[CentOS] 3ware disk failure -> hang

On Fri, 2006-01-06 at 16:24, Bryan J. Smith wrote:

> > Or at least the typical hardware/driver errors aren't
> > fatal.
> 
> I think you, and most software RAID users, continue to miss
> the _root_ cause.  If you yank a drive out of a system, one
> that is being used _actively_, you are going to get a kernel
> panic.  I've seen it on ATA and SCSI.  It's _not_ a driver
> issue.  It's the fact that you've lost a resource.
> 
> The MD code does _not_ handle this.  You have to tie into the
> hotplug system for 2.6 to hide the device's status from the
> MD code.
> 
> Now maybe some SCSI drivers handle it differently.  But it is
> _not_ a driver issue.

I don't understand this distinction. The kernel calls the
driver which talks to the controller.
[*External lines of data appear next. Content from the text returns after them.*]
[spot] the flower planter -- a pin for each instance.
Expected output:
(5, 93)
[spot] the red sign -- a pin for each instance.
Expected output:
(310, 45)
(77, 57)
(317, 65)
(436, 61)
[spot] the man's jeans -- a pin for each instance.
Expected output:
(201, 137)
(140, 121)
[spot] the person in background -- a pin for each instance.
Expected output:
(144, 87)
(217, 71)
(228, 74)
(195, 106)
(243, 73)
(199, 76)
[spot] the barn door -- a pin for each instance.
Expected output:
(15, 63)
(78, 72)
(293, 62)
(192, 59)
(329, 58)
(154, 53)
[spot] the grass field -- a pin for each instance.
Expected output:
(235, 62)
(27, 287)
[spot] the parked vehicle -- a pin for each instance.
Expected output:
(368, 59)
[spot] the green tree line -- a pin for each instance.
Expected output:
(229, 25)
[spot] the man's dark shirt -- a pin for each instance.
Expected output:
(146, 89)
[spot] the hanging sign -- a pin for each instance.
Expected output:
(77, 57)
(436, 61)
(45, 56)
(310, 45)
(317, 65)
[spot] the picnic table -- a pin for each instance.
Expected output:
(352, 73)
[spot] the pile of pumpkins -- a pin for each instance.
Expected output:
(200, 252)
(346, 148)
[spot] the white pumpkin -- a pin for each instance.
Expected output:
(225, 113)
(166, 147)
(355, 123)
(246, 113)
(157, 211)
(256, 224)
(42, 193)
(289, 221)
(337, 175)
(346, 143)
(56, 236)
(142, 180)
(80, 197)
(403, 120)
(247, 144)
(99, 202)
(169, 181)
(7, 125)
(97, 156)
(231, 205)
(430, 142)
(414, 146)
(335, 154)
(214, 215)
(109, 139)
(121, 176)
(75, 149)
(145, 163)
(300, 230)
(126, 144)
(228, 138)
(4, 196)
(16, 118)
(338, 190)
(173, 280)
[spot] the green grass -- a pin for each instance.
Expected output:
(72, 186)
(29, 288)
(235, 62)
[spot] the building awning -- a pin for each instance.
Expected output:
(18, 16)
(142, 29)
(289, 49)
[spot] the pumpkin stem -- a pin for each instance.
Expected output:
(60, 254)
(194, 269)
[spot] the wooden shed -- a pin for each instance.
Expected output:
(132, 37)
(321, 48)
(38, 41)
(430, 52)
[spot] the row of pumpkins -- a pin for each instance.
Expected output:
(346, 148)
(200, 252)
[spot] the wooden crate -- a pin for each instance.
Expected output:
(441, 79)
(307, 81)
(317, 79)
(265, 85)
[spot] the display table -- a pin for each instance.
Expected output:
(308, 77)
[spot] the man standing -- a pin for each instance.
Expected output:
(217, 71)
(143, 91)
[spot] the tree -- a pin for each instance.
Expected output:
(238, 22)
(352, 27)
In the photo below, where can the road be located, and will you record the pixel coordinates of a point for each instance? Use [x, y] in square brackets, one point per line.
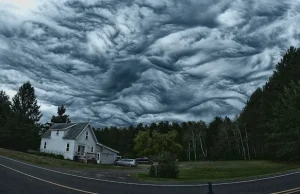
[16, 177]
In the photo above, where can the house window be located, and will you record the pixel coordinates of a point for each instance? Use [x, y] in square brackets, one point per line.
[68, 147]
There should be a
timeout around this and the controller's response or
the timeout should be fielded by the driver.   How can
it not be a driver issue unless the controller actually
locks the PC bus (which may be the case with the motherboard
IDE controllers - they generally won't boot with a bad drive
either).  You don't want to hide the status from the MD code - you
want the md driver to kick the device out when it has problems.

-- 
  Les Mikesell
   lesmikesell at gmail.com